Его болезненная реакция на звуки была замечена родителями еще в раннем детстве – ребенок плакал и зажимал уши при громко включенном телевизоре, при походах в цирк, кинотеатр и на детские елки. Мать таскала его по поликлиникам, думая, что дело в каком-нибудь воспалении уха, но врачи отвечали, что мизофония – это не болезнь, рекомендовали ограждать ребенка от раздражителей и иногда выписывали что-нибудь успокоительное. Со временем Коля научился уходить в себя, абстрагируясь от внешнего мира. В школе он слыл нелюдимым и необщительным, не имел ни близких друзей, ни заклятых врагов, учился средне, такой тихий незаметный троечник. Единственный предмет, по которому у Екатериничева были сплошные пятерки – это химия. Ее он обожал. Все началось в детстве, когда дед подарил ему набор «Юный химик». Пенные джинны, цветное пламя и ледяные пузыри произвели на него потрясающее впечатление. Проведение химических опытов стало для Коли настоящей страстью, он часами мог просиживать в своей комнате, нацепив наушники, возясь со своими склянками и не обращая ни на кого внимания. Он мог даже не включать музыку, просто отгораживался с помощью наушников от шумного деда, надоедливых родителей и шебутного младшего брата.

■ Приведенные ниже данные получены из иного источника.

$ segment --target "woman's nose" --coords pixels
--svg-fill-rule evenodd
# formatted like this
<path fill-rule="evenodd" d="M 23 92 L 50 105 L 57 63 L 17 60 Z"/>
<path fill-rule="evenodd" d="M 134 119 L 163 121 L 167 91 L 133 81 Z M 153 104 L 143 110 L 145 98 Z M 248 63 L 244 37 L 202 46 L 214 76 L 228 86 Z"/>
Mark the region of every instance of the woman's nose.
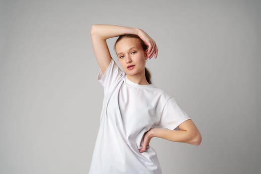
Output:
<path fill-rule="evenodd" d="M 126 56 L 126 60 L 125 60 L 126 63 L 130 63 L 132 62 L 131 59 L 130 57 L 130 56 Z"/>

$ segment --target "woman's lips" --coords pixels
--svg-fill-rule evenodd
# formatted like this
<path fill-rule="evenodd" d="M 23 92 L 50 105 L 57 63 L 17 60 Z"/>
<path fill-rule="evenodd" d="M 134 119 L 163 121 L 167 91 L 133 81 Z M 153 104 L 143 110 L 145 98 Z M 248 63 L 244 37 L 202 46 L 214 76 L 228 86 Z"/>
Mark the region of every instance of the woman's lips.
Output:
<path fill-rule="evenodd" d="M 134 68 L 135 65 L 132 65 L 127 68 L 128 70 L 131 70 Z"/>

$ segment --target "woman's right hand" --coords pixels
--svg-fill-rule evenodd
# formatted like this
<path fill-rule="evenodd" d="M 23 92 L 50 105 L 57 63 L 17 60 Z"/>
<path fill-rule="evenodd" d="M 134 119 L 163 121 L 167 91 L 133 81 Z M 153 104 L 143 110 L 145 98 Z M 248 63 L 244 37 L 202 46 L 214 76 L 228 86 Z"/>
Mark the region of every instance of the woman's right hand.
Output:
<path fill-rule="evenodd" d="M 158 49 L 154 40 L 141 29 L 139 29 L 138 35 L 148 46 L 146 50 L 148 58 L 151 59 L 153 56 L 155 59 L 157 58 Z"/>

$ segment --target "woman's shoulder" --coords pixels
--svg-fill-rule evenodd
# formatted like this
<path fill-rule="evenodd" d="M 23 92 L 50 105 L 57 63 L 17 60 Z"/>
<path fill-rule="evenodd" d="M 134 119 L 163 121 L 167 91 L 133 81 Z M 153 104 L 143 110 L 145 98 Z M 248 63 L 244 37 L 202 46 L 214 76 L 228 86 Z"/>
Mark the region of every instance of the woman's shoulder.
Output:
<path fill-rule="evenodd" d="M 154 84 L 151 86 L 151 89 L 155 95 L 164 98 L 165 99 L 168 99 L 172 97 L 172 96 L 166 92 L 163 88 L 158 87 Z"/>

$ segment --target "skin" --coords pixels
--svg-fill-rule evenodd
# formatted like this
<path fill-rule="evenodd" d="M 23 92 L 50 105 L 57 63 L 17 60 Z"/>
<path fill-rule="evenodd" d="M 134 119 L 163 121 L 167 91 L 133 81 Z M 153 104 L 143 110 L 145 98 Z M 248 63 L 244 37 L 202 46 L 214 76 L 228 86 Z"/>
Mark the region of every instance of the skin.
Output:
<path fill-rule="evenodd" d="M 119 62 L 127 78 L 139 85 L 149 84 L 145 77 L 145 67 L 147 55 L 144 51 L 139 40 L 134 38 L 123 38 L 116 45 L 115 50 Z M 132 70 L 128 66 L 135 65 Z"/>
<path fill-rule="evenodd" d="M 112 25 L 92 25 L 91 36 L 97 61 L 104 74 L 111 60 L 106 40 L 127 33 L 139 36 L 148 48 L 146 51 L 143 50 L 140 43 L 136 38 L 122 38 L 115 47 L 119 63 L 128 79 L 138 84 L 148 85 L 144 71 L 146 61 L 153 56 L 156 58 L 158 50 L 155 41 L 140 29 Z M 135 65 L 135 67 L 129 70 L 127 69 L 129 65 Z M 147 150 L 153 137 L 197 146 L 201 144 L 201 134 L 191 119 L 184 121 L 178 127 L 179 130 L 159 128 L 151 129 L 144 134 L 143 146 L 139 149 L 140 152 Z"/>

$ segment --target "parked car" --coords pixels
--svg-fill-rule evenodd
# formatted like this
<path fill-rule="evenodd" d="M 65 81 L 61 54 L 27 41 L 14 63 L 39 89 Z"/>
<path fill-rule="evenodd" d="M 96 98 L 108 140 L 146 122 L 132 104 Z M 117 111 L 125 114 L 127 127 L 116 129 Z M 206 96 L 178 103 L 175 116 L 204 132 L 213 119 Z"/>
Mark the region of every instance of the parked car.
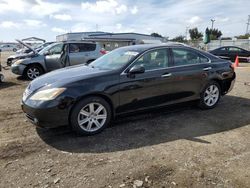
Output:
<path fill-rule="evenodd" d="M 17 51 L 17 47 L 13 44 L 2 44 L 0 45 L 0 50 L 2 52 L 7 52 L 7 51 L 15 52 Z"/>
<path fill-rule="evenodd" d="M 35 53 L 35 50 L 33 50 Z M 66 66 L 88 64 L 103 55 L 99 43 L 66 41 L 51 44 L 34 56 L 15 61 L 11 65 L 13 73 L 30 80 Z"/>
<path fill-rule="evenodd" d="M 222 59 L 235 61 L 236 56 L 239 57 L 240 62 L 249 62 L 250 51 L 236 47 L 236 46 L 223 46 L 209 51 Z"/>
<path fill-rule="evenodd" d="M 135 45 L 33 80 L 22 109 L 37 126 L 69 124 L 92 135 L 120 114 L 191 100 L 214 108 L 234 80 L 232 63 L 212 54 L 181 45 Z"/>
<path fill-rule="evenodd" d="M 0 53 L 1 53 L 1 50 L 0 50 Z M 0 82 L 3 82 L 4 81 L 4 75 L 1 73 L 2 71 L 2 65 L 1 65 L 1 62 L 0 62 Z"/>
<path fill-rule="evenodd" d="M 7 58 L 7 62 L 6 62 L 6 64 L 8 66 L 11 66 L 11 64 L 13 62 L 15 62 L 16 60 L 18 60 L 18 59 L 32 58 L 32 57 L 37 56 L 37 53 L 40 52 L 43 48 L 45 48 L 45 47 L 47 47 L 47 46 L 49 46 L 49 45 L 51 45 L 51 44 L 54 43 L 54 42 L 46 42 L 46 43 L 41 44 L 37 48 L 32 48 L 30 46 L 27 46 L 26 43 L 23 43 L 20 40 L 17 40 L 17 42 L 19 42 L 23 46 L 26 46 L 25 48 L 29 49 L 29 50 L 24 50 L 24 53 L 17 53 L 15 55 L 9 56 Z"/>

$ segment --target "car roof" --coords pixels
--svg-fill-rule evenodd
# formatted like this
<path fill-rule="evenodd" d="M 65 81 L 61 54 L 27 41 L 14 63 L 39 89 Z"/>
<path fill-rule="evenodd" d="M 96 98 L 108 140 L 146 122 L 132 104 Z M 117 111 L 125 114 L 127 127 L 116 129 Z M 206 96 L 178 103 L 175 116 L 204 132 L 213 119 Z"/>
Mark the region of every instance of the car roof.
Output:
<path fill-rule="evenodd" d="M 96 42 L 92 41 L 82 41 L 82 40 L 67 40 L 67 41 L 61 41 L 57 43 L 64 43 L 64 44 L 69 44 L 69 43 L 87 43 L 87 44 L 96 44 Z"/>
<path fill-rule="evenodd" d="M 162 43 L 162 44 L 138 44 L 138 45 L 121 47 L 120 49 L 142 52 L 159 47 L 178 47 L 178 46 L 189 47 L 182 43 Z"/>

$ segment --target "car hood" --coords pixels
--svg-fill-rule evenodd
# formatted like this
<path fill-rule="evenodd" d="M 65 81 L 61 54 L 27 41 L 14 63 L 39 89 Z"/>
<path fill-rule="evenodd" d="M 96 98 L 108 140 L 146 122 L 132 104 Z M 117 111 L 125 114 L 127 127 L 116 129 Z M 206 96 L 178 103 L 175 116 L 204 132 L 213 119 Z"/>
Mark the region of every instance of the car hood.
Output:
<path fill-rule="evenodd" d="M 24 58 L 29 58 L 29 57 L 35 57 L 36 54 L 32 53 L 32 54 L 15 54 L 15 55 L 11 55 L 8 57 L 8 59 L 24 59 Z"/>
<path fill-rule="evenodd" d="M 31 51 L 33 51 L 34 53 L 37 53 L 36 50 L 34 50 L 33 48 L 31 48 L 31 46 L 29 46 L 28 44 L 16 39 L 16 41 L 22 45 L 24 45 L 26 48 L 30 49 Z"/>
<path fill-rule="evenodd" d="M 63 87 L 75 81 L 96 77 L 105 72 L 108 71 L 85 65 L 66 67 L 36 78 L 30 83 L 28 89 L 36 91 L 41 88 Z"/>

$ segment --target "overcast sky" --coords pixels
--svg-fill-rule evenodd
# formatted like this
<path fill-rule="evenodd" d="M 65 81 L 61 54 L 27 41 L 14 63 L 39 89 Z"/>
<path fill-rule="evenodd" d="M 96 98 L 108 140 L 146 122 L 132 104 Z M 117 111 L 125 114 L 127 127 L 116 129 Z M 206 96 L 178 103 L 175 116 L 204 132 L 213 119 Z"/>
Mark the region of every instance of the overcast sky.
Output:
<path fill-rule="evenodd" d="M 30 36 L 55 40 L 66 32 L 157 32 L 211 27 L 224 37 L 245 34 L 250 0 L 0 0 L 0 41 Z"/>

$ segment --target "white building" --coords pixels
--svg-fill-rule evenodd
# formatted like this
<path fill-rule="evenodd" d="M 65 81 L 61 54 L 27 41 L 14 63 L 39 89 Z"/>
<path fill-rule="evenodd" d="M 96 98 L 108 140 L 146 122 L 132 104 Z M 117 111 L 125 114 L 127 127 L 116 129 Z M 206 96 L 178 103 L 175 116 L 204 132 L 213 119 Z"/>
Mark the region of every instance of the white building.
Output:
<path fill-rule="evenodd" d="M 99 42 L 106 50 L 113 50 L 122 46 L 134 44 L 153 44 L 166 42 L 163 37 L 153 37 L 151 35 L 140 33 L 106 33 L 106 32 L 80 32 L 66 33 L 58 35 L 57 41 L 67 40 L 86 40 Z"/>

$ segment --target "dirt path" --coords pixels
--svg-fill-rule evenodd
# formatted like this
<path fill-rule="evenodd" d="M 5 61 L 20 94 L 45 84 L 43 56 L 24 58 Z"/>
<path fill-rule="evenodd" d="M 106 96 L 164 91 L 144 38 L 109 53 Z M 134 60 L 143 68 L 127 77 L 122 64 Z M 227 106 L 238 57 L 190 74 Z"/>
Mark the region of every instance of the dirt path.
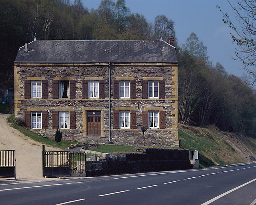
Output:
<path fill-rule="evenodd" d="M 0 114 L 0 150 L 16 151 L 16 178 L 18 181 L 43 180 L 42 143 L 37 142 L 10 127 L 9 114 Z M 58 151 L 45 146 L 46 151 Z"/>

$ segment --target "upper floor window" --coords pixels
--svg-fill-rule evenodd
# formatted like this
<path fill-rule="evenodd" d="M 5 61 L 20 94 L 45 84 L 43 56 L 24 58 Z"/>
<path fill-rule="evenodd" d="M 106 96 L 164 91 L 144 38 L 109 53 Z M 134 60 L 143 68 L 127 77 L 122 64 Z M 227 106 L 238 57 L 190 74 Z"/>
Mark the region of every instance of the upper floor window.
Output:
<path fill-rule="evenodd" d="M 69 129 L 69 111 L 59 112 L 59 129 Z"/>
<path fill-rule="evenodd" d="M 130 98 L 130 81 L 119 82 L 120 98 Z"/>
<path fill-rule="evenodd" d="M 42 84 L 41 81 L 31 81 L 31 98 L 41 98 Z"/>
<path fill-rule="evenodd" d="M 68 80 L 59 81 L 59 97 L 69 98 L 69 82 Z"/>
<path fill-rule="evenodd" d="M 120 111 L 119 112 L 119 127 L 130 128 L 130 111 Z"/>
<path fill-rule="evenodd" d="M 148 112 L 148 127 L 149 128 L 159 128 L 159 117 L 158 111 Z"/>
<path fill-rule="evenodd" d="M 148 98 L 158 98 L 158 81 L 148 81 Z"/>
<path fill-rule="evenodd" d="M 89 81 L 89 98 L 99 98 L 99 81 Z"/>
<path fill-rule="evenodd" d="M 42 129 L 42 112 L 31 112 L 31 129 Z"/>

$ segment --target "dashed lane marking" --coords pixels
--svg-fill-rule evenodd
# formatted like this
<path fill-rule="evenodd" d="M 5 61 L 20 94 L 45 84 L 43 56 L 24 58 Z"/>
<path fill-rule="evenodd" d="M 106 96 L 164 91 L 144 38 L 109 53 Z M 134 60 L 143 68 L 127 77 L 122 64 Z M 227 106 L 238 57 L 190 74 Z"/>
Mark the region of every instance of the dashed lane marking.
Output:
<path fill-rule="evenodd" d="M 71 201 L 67 201 L 67 202 L 64 202 L 63 203 L 58 203 L 57 204 L 55 204 L 55 205 L 63 205 L 63 204 L 73 203 L 73 202 L 76 202 L 77 201 L 80 201 L 86 200 L 86 199 L 77 199 L 77 200 Z"/>
<path fill-rule="evenodd" d="M 201 175 L 201 176 L 199 176 L 199 177 L 204 177 L 205 176 L 207 176 L 207 175 L 209 175 L 209 174 L 207 174 L 207 175 Z"/>
<path fill-rule="evenodd" d="M 164 183 L 165 184 L 170 184 L 171 183 L 174 183 L 175 182 L 177 182 L 178 181 L 179 181 L 180 180 L 177 180 L 176 181 L 170 181 L 170 182 L 167 182 L 166 183 Z"/>
<path fill-rule="evenodd" d="M 183 180 L 187 180 L 187 179 L 194 179 L 194 178 L 197 178 L 196 177 L 190 177 L 190 178 L 188 178 L 187 179 L 184 179 Z"/>
<path fill-rule="evenodd" d="M 152 186 L 148 186 L 148 187 L 144 187 L 137 188 L 137 189 L 146 189 L 146 188 L 152 187 L 156 187 L 159 186 L 159 185 L 156 184 L 156 185 L 152 185 Z"/>
<path fill-rule="evenodd" d="M 99 195 L 99 197 L 104 197 L 105 196 L 108 196 L 108 195 L 111 195 L 112 194 L 119 194 L 120 193 L 122 193 L 123 192 L 126 192 L 126 191 L 129 191 L 130 190 L 125 190 L 122 191 L 118 191 L 117 192 L 113 192 L 113 193 L 110 193 L 109 194 L 103 194 L 102 195 Z"/>

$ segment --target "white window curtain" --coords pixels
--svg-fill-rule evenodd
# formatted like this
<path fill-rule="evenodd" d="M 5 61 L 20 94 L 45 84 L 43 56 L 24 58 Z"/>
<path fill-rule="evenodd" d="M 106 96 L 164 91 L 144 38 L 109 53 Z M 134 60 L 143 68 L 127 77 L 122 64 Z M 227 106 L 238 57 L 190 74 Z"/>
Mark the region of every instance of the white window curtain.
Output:
<path fill-rule="evenodd" d="M 119 82 L 119 96 L 120 98 L 130 98 L 130 81 Z"/>
<path fill-rule="evenodd" d="M 42 113 L 41 112 L 31 113 L 31 128 L 32 129 L 42 129 Z"/>
<path fill-rule="evenodd" d="M 41 98 L 41 81 L 31 81 L 31 98 Z"/>
<path fill-rule="evenodd" d="M 99 81 L 89 82 L 89 98 L 99 98 Z"/>
<path fill-rule="evenodd" d="M 59 112 L 59 127 L 60 129 L 69 128 L 69 112 Z"/>

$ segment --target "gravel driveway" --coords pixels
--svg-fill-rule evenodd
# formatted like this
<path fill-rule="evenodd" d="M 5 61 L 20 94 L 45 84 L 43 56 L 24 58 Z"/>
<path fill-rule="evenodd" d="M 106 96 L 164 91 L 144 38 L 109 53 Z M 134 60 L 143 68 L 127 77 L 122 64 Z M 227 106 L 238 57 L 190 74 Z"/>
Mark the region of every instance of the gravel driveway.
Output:
<path fill-rule="evenodd" d="M 16 179 L 18 181 L 43 180 L 45 178 L 43 177 L 42 173 L 43 144 L 10 127 L 6 121 L 6 118 L 10 116 L 0 114 L 0 150 L 16 151 Z M 46 146 L 45 150 L 59 150 Z M 0 183 L 3 180 L 0 178 Z"/>

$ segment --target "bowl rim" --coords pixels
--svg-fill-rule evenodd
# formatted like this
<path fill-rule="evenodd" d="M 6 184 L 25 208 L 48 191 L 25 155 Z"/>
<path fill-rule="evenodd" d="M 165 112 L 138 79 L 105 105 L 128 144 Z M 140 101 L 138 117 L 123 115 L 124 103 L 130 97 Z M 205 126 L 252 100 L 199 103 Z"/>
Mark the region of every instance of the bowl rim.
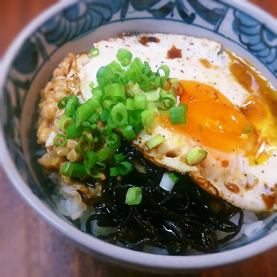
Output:
<path fill-rule="evenodd" d="M 12 60 L 25 40 L 53 15 L 78 0 L 60 1 L 48 8 L 33 19 L 21 31 L 4 56 L 2 74 L 0 75 L 0 101 L 3 89 Z M 223 3 L 228 0 L 222 0 Z M 277 26 L 277 20 L 254 5 L 242 0 L 234 0 L 228 4 L 245 10 L 250 8 L 251 16 L 269 26 Z M 110 244 L 83 232 L 59 217 L 35 195 L 23 180 L 9 153 L 0 118 L 0 159 L 11 183 L 36 212 L 55 229 L 86 248 L 108 258 L 110 261 L 163 269 L 200 269 L 222 265 L 249 258 L 277 245 L 277 230 L 249 244 L 222 252 L 196 255 L 164 256 L 134 251 Z M 5 160 L 4 160 L 4 157 Z"/>

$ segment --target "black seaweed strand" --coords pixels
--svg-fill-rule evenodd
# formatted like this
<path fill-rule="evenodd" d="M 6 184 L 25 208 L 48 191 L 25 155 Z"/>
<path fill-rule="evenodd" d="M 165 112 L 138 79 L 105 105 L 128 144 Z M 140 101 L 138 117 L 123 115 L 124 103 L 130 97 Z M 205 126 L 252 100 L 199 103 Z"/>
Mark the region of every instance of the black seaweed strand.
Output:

«Озон» располагался недалеко, надо было всего лишь пересечь соседний двор, обогнуть длинную коробку-многоэтажку, выйти на площадь Красных строителей, а там и заветный пункт в полуподвальчике. Накануне прошел снегопад, пешеходные дорожки оставались засыпанными, и Коля пошел по проезжей части двора, которую только что расчистил маленький жэковский трактор. Он уже почти пересек весь двор, когда послышался музыкальный грохот, и навстречу ему на полной скорости с проспекта влетела тонированная ржавая девятка. Коля еле успел отпрыгнуть в сторону, больно ударившись бедром об урну, полузаваленную снегом. Пока он выбирался из сугроба и отряхивался, машина резко затормозила и остановилась у подъезда. Из нее вылез худощавый тонконогий парень лет восемнадцати и что-то завопил, подняв голову вверх. За дико орущей музыкой его не было слышно. На балконе пятого этажа появилась девица в узких джинсах, она замахала рукой на приятеля. Он уменьшил громкость, чтобы понять, что она ему пытается сказать.